Il migrante era stato ritrovato da alcuni connazionali che hanno poi subito lanciato l'allarme. L'uomo si trovava all'interno di un magazzino abbandonato in cui probabilmente aveva cercato riparo dal freddo intenso degli ultimi giorni, era in stato di incoscienza e di arresto cardiaco

TRIESTE. Rimangono estremamente gravi le condizioni del richiedente asilo nepalese di 43 anni ritrovato privo di sensi in uno dei magazzini del Porto Vecchio di Trieste sabato 10 gennaio.
Sulle ultime notizie in merito a un quadro clinico estremamente sconfortante ha parlato a Il Dolomiti il presidente dell'ufficio rifugiati Ics Gianfranco Schiavone, che ha dichiarato: "Le ultime notizie che ho risalgono a ieri, e la non risposta del cuore da parte di questa persona, in questo ormai lungo periodo di tempo, rende il caso delicatissimo e il pericolo di morte è reale, così come il rischio di possibili gravi danni in caso riesca a sopravvivere".
Il migrante era stato ritrovato infatti da alcuni connazionali che hanno lanciato l'allarme, all'interno di un magazzino abbandonato nelle vicinanze del Magazzino 26 (che al contrario è ristrutturato e ospita all'interno anche alcuni musei), in cui probabilmente aveva cercato riparo dal freddo intenso degli ultimi giorni, era in stato di incoscienza e di arresto cardiaco.

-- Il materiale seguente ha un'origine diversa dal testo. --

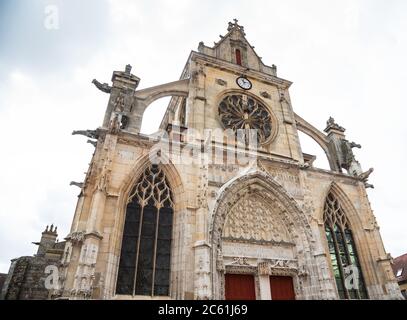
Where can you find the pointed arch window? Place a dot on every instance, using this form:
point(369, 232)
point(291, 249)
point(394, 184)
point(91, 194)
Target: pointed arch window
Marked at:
point(144, 267)
point(238, 57)
point(342, 251)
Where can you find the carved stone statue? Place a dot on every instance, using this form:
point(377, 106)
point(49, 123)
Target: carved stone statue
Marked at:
point(76, 184)
point(93, 143)
point(331, 124)
point(102, 86)
point(347, 153)
point(93, 134)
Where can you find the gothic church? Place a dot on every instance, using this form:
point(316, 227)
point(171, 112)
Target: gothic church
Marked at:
point(151, 225)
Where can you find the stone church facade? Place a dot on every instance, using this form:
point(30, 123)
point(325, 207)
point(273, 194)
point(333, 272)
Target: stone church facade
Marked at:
point(170, 216)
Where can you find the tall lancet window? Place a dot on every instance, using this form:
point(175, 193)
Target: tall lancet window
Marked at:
point(144, 267)
point(344, 258)
point(238, 57)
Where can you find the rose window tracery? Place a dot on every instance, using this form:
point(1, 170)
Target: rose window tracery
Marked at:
point(242, 112)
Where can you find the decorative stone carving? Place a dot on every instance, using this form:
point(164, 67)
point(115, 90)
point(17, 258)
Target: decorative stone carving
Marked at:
point(77, 237)
point(93, 143)
point(241, 261)
point(331, 124)
point(93, 134)
point(102, 87)
point(265, 94)
point(252, 219)
point(76, 184)
point(273, 266)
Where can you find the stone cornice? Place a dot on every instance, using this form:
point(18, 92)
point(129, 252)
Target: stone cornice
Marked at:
point(239, 70)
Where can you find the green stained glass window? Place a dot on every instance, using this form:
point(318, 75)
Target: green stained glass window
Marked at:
point(144, 267)
point(342, 251)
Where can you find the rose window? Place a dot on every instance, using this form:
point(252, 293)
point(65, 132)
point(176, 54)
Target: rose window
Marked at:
point(240, 111)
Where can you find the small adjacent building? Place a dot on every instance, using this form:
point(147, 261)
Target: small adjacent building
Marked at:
point(26, 279)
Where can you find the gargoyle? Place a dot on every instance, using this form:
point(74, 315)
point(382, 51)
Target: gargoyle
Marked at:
point(93, 143)
point(77, 184)
point(365, 175)
point(93, 134)
point(102, 86)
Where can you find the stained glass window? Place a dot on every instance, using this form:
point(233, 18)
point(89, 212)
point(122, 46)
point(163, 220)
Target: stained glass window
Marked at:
point(144, 267)
point(342, 252)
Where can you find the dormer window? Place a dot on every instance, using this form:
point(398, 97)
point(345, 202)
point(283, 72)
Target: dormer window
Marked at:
point(238, 57)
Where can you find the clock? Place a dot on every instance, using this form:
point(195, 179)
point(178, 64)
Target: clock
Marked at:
point(244, 83)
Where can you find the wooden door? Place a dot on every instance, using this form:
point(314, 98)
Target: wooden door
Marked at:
point(282, 288)
point(239, 287)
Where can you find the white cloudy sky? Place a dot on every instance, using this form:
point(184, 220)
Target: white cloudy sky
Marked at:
point(346, 58)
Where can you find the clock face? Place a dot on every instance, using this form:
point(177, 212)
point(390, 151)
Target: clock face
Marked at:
point(244, 83)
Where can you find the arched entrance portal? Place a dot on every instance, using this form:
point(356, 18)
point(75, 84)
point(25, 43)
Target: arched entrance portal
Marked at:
point(261, 242)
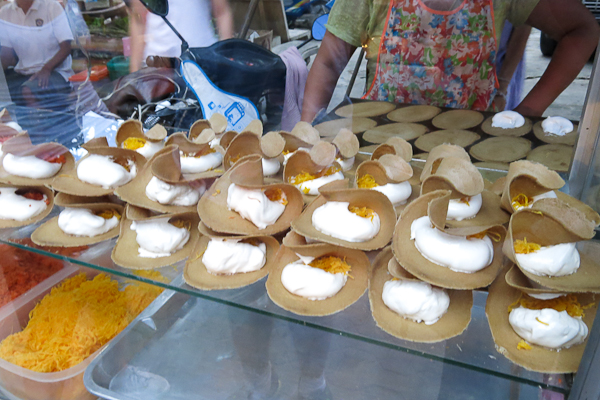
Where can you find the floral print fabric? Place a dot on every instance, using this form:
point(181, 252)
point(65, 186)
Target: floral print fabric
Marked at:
point(438, 58)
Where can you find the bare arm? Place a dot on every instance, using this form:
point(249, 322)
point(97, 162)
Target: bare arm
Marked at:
point(332, 58)
point(8, 57)
point(576, 31)
point(224, 18)
point(514, 53)
point(137, 27)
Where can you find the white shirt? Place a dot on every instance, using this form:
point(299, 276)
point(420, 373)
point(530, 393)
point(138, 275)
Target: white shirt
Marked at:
point(191, 18)
point(35, 37)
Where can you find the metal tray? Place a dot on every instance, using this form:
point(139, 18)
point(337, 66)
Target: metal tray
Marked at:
point(184, 347)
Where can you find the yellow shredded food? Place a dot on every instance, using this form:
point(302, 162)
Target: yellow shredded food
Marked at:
point(366, 182)
point(74, 320)
point(362, 212)
point(521, 200)
point(134, 143)
point(525, 247)
point(568, 303)
point(305, 176)
point(276, 194)
point(523, 345)
point(108, 214)
point(332, 264)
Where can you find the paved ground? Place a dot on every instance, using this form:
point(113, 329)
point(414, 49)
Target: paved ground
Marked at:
point(569, 104)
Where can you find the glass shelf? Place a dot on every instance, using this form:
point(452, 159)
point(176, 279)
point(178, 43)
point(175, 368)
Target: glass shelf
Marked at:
point(473, 350)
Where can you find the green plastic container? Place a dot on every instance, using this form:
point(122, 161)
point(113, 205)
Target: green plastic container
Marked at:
point(118, 67)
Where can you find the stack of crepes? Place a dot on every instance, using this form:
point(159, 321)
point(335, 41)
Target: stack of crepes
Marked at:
point(76, 319)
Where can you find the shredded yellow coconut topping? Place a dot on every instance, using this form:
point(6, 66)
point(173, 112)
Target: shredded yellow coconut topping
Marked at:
point(523, 345)
point(521, 200)
point(108, 214)
point(133, 143)
point(74, 320)
point(366, 182)
point(276, 194)
point(305, 176)
point(332, 264)
point(362, 212)
point(525, 247)
point(568, 303)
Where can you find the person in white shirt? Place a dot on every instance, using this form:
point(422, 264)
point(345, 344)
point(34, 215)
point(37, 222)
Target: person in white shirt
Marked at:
point(36, 52)
point(151, 36)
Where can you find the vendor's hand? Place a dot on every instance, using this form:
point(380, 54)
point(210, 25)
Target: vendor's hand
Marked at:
point(43, 78)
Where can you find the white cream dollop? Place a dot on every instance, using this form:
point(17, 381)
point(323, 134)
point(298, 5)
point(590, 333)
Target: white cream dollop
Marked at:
point(181, 194)
point(158, 238)
point(312, 187)
point(83, 222)
point(29, 166)
point(194, 165)
point(334, 219)
point(19, 208)
point(558, 126)
point(301, 279)
point(558, 260)
point(459, 209)
point(345, 163)
point(508, 120)
point(150, 148)
point(230, 256)
point(418, 301)
point(548, 327)
point(103, 171)
point(254, 205)
point(270, 166)
point(459, 253)
point(398, 193)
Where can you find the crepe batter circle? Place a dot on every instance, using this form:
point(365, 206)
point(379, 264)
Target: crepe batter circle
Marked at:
point(501, 149)
point(365, 109)
point(356, 125)
point(515, 132)
point(457, 119)
point(405, 130)
point(568, 139)
point(458, 137)
point(414, 113)
point(554, 156)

Nemmeno il massaggio cardiaco sul posto né il tentativo in ambulanza hanno permesso al cuore di tornare a battere naturalmente, pertanto una volta in ospedale, la respirazione è stata alimentata artificialmente.
Si tratta dell'ennesimo richiedente asilo ricoverato in ospedale a causa di malesseri dovuti all'esposizione alle condizioni divenute estreme a causa dell'incalzare del gelo e delle temperature estremamente rigide del periodo, che fanno assumere alla situazione i contorni della vera e propria emergenza.